Enquanto somos crianças, com sorte, costumamos escutar de
nossos pais lições valorosas sobre a necessidade do altruísmo, os malefícios do
egoísmo exacerbado e a importância de deixarmos como legado um mundo melhor do
que aquele que nos recebeu. Crescemos e esquecemos estes ensinamentos,
preocupados apenas em acumular o vil metal, fazendo dele um instrumento para
conquistarmos poder, status social, fama. Poucos são os que utilizam seus
recursos (financeiros ou intelectuais) para o bem maior. Ínfimos são os que
reconhecem os esforços destes poucos. A questão que atinge a consciência com a
força de um instrumento de silício: Vale a pena ser altruísta, sacrificar-se
pelo bem maior, sabendo que existe uma grande possibilidade de, neste mundo
moderno onde a elegância é alvo de deboche, você ser recompensado com o
anonimato?
Um dos prazeres de um cinéfilo é realizar maratonas
temáticas, misturando filmes de diversos gêneros e épocas. Como estamos vivendo
um período de importantes mudanças de conduta em nossa sociedade, utilizo este
espaço para recomendar três ótimos filmes que versam sobre o tema.
“Em Cada Coração, Uma Saudade” (All Mine to Give – 1957) se
passa por volta de 1850 e conta o drama de um garoto de doze anos que acaba de
perder seus pais, necessitando cumprir a promessa que fez à mãe em seu leito de
morte: distribuir seus cinco irmãos pequenos para boas famílias da região. Ele
precisa amadurecer mais rápido e tomar uma decisão cruel, sacrificando seu amor
pelos irmãos, objetivando o bem estar dos mesmos. O filme possui muitos
problemas (grande parte causados pela direção de Allen Reisner), mas é difícil
manter-se insensível aos vinte minutos finais. Os pais (vividos por Glynis
Johns e Cameron Mitchell) eram imigrantes humildes, analfabetos, constantemente
hostilizados pelos habitantes da região. O garoto, no dia do Natal, acaba se
tornando o disseminador de uma nova geração, que levando em consideração a boa
criação dos pais, constituirão uma cidade melhor no futuro. Esta é a mensagem
que a bela obra busca transmitir.
Em “Viver” (Ikiru – 1952), de Akira Kurosawa, Takashi
Shimura vive um homem no crepúsculo de sua existência. Vítima de um câncer, ele
descobre ter desperdiçado sua vida sendo um funcionário modelo, sem faltas e
reclamações, sem momentos de lazer, plenamente dedicado a uma função
burocrática (que qualquer um poderia fazer) que só satisfazia seu empregador.
Balançando-se em um parque de diversões, emociona-se tentando voltar no tempo e
corrigir seus erros.
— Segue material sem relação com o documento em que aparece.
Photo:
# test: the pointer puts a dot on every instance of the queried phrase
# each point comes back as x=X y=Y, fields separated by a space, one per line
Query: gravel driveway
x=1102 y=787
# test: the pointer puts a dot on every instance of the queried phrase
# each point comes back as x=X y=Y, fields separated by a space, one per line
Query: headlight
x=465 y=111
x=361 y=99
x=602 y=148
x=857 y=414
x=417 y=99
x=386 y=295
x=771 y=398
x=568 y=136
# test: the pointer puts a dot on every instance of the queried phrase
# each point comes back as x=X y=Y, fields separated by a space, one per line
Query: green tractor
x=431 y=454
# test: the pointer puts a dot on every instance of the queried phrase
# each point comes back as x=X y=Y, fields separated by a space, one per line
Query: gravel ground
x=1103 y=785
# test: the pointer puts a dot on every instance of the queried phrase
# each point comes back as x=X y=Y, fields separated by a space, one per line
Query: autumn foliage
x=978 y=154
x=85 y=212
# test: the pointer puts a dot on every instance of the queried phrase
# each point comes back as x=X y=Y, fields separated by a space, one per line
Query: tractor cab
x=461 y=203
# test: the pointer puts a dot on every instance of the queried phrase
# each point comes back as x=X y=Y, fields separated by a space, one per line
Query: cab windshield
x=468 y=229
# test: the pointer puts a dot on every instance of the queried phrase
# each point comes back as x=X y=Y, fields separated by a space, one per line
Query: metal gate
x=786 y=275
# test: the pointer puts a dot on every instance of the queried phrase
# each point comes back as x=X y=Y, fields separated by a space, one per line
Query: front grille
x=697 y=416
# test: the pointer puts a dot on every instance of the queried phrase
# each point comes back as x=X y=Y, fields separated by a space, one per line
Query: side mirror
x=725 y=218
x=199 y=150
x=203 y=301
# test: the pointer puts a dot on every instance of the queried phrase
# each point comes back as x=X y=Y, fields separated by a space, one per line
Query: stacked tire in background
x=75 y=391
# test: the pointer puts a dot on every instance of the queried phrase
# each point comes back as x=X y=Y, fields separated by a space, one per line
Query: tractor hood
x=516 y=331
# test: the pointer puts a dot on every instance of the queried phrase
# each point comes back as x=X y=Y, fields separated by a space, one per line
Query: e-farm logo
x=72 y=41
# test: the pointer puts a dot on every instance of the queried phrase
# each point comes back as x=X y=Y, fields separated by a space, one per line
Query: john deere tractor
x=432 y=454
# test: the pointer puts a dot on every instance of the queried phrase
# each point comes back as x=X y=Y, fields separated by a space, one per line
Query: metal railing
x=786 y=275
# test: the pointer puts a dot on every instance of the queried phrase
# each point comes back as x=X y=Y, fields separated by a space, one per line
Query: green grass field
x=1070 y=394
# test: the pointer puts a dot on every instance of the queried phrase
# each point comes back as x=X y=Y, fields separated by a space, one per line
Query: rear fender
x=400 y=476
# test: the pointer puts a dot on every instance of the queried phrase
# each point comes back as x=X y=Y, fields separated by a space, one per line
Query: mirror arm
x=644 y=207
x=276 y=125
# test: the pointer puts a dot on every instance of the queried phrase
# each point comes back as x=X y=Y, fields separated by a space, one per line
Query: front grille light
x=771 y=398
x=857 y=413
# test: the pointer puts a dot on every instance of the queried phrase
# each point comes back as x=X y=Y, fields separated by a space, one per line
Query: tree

Sobrando-lhe pouco tempo de vida, ele então decide deixar
um legado eterno, útil como algo tangível (na forma de um parque onde as
crianças pudessem brincar) e filosoficamente eficiente (incentivando seus
colegas a seguirem seu exemplo). Já que a prefeitura sempre prometia, mas nunca
construía aquela área de lazer, ele se redimiria com seu esforço, construindo
algo que sobreviveria por décadas após sua passagem. Somente quando estava
prestes a morrer, o nobre senhor decidiu viver.
“Uma Voz nas Sombras” (Lilies of the Field – 1963) conta a
simples história de um homem desempregado (vivido por Sidney Poitier, em papel
que lhe rendeu um Oscar) que, numa parada para consertar seu carro em uma
fazenda, acaba conhecendo uma pequena comunidade de freiras. Elas o veem como
um enviado de Deus para ajudá-las a construir uma capela no meio daquele fim de
mundo. Inicialmente ele se recusa, chega a desistir na metade, mas acaba
retornando para finalizar aquela missão. Não existe motivo algum para que ele
ajude aquelas senhoras, tampouco seu trabalho será reconhecido, mas ele parece
encontrar um significado para sua existência naquele exaustivo trabalho braçal.
Respondendo a pergunta do final do primeiro parágrafo: Vale
cada segundo investido em construir um honroso legado. Pois no frigir dos ovos,
somos e vivemos inspirados naquele “Übermensch” (o “ser superior” de Nietzsche)
capaz de modificar o centro de gravidade, tornando-o escorregadio. Assistimos
seres humanos se corrompendo diariamente, mas sabemos que ao final de tudo,
nosso caráter é o único elemento capaz de impor resistência e levar-nos em paz,
legando ao futuro um mundo melhor do que aquele que nos recebeu.